GİZLİ SERVİSLERDEN KORUMA DUVARI
Eski Emniyet İstihbarat Dairesi Başkanı Bülent Orakoğlu da terör örgütü PKK’nın gizli servislerle olan ilişkilerine dikkat çekiyor. PKK’nın uyuşturucu için kurduğu paravan şirketlerin Avrupa’daki ayaklarına bakmak gerektiğini belirten Orakoğlu’na göre gizli servisler PKK’nın uyuşturucu ayağının önünü açıyor. Yapılan operasyonlarla adını duyuran Lice’nin geçmişten bu yana uyuşturucunun merkezi olarak bilindiğini söyleyen Orakoğlu, sözlerini şöyle sürdürdü: “Son operasyonlar sonrası PKK’nın içinde rantı yönetenlerde sıkıntı oldu. Çözüm sürecinde PKK’nın keş parası olduğu ifade ediliyor. Bu noktada Paris’te öldüren 3 kadın meselesi iyi irdelenmeli. Delil yok ama bu paranın bu ülkelerin gizli servisleri tarafından yönlendirildiğini ve birtakım finans kuruluşlarıyla kullandırıldığını tahmin ediyorum. Uyuşturucudan elde edilen bu kadar ciddi paraların gizli servislerin koruma duvarları olmazsa aktarılması mümkün değil. Bu kadar parayı çeşitli şekillerde kendi ekonomilerinde de kullanıyor olabilirler.”

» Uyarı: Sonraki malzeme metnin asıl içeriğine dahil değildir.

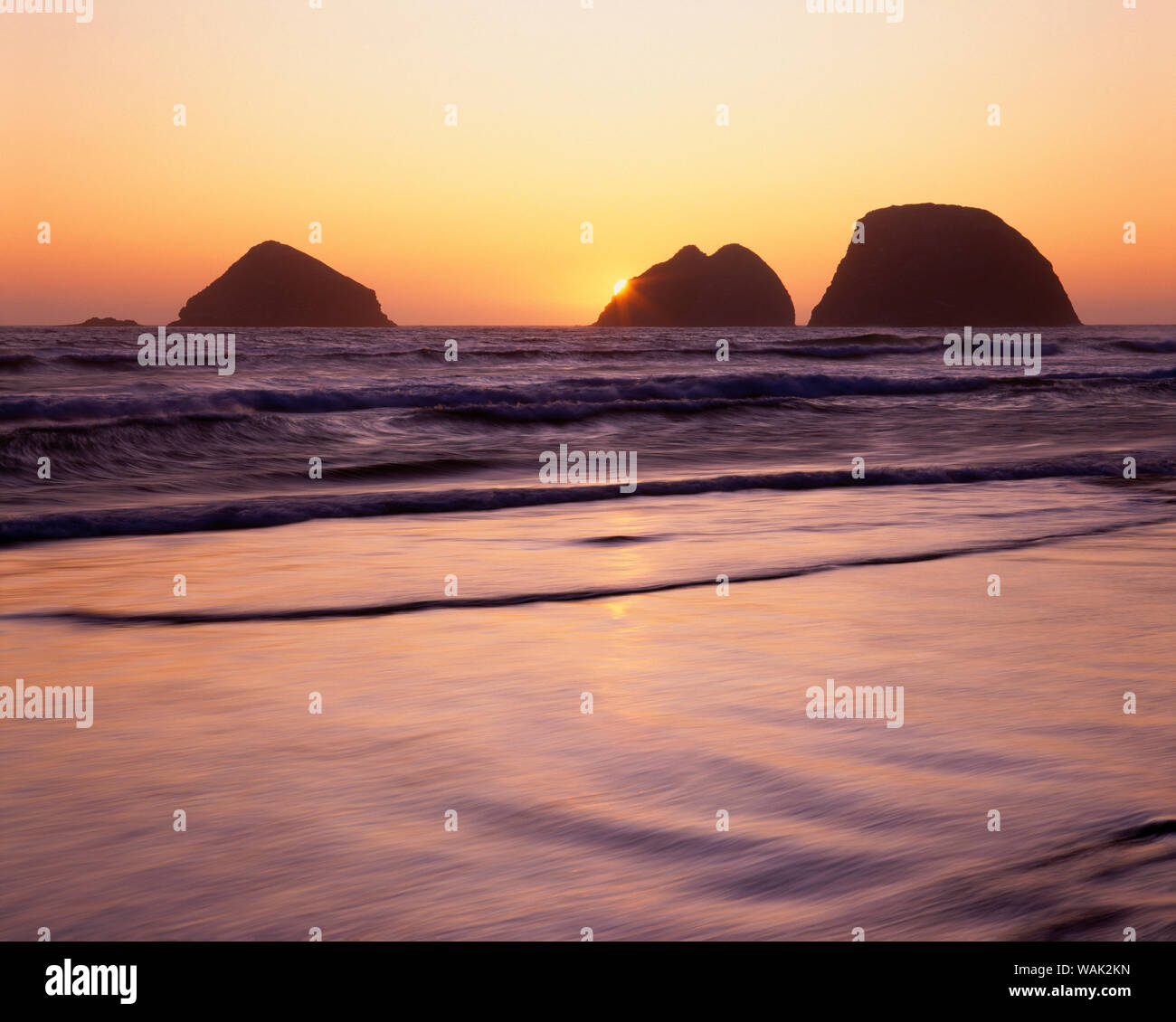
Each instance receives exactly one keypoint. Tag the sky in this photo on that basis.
(569, 114)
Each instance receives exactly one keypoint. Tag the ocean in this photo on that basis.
(359, 519)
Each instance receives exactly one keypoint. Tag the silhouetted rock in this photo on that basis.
(277, 286)
(932, 265)
(732, 289)
(106, 321)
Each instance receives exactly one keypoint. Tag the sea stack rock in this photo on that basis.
(732, 289)
(277, 286)
(106, 321)
(932, 265)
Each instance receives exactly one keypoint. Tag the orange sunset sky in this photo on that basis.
(565, 116)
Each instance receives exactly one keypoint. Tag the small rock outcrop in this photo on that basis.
(106, 321)
(930, 265)
(730, 289)
(277, 286)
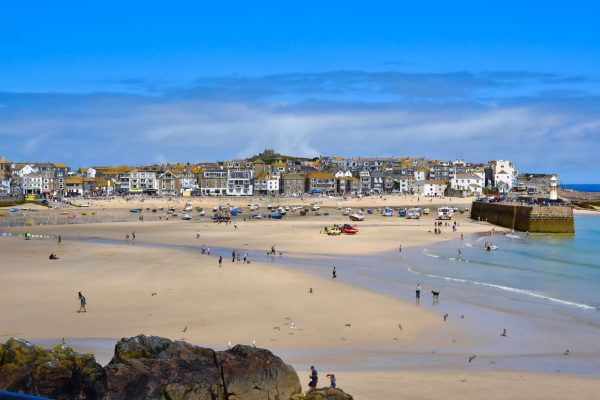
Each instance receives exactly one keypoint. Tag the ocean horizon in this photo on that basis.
(582, 187)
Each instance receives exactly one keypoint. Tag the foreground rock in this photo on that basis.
(59, 373)
(149, 367)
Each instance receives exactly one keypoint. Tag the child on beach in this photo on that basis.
(332, 383)
(82, 303)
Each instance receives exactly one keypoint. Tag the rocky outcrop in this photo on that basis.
(324, 394)
(59, 373)
(254, 374)
(148, 367)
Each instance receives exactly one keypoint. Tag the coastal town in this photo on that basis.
(270, 173)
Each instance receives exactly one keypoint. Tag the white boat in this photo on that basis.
(413, 213)
(357, 216)
(445, 213)
(388, 212)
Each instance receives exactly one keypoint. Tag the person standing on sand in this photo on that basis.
(82, 303)
(314, 377)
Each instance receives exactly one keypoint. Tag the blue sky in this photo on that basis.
(90, 83)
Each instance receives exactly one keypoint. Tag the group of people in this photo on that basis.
(314, 378)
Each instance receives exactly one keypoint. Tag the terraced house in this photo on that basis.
(320, 182)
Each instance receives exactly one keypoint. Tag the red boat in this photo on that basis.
(357, 217)
(348, 229)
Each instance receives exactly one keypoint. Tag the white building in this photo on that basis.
(267, 183)
(143, 181)
(240, 183)
(471, 183)
(504, 175)
(32, 183)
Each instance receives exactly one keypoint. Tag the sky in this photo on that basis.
(140, 82)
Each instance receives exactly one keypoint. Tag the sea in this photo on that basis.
(582, 187)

Türkiye, uyuşturucu ile mücadelede birinci sırada
AB Uyuşturucu ve Uyuşturucu Bağımlılığı İzleme Merkezi’nin 2012 raporuna göre, dünyada eroin yakalamalarının yüzde 53’ünü Türkiye ve İran gerçekleştiriyor. Kaçakçılık ve Organize Suçlarla Mücadele (KOM) Daire Başkanı Mehmet Yeşilkaya, Türkiye’nin eroinde transit nokta olduğunu belirtiyor. Yeşilkaya, şu bilgileri veriyor: “Boşluk olan yerde uyuşturucu üretimi ve nakliyatı söz konusuydu. Terör bundan faydalanıyordu. Terörle mücadele etme yerine, kaçakçılarla mücadele etmeye başladık. Çözüm süreci ile birlikte kaçakçılar kendilerine kaçakçılık yapma fırsatı bulamıyorlar. Biz de daha iyi mücadele edebiliyoruz. Şu an dünya uyuşturucu yakalamalarında birinci sıradayız.”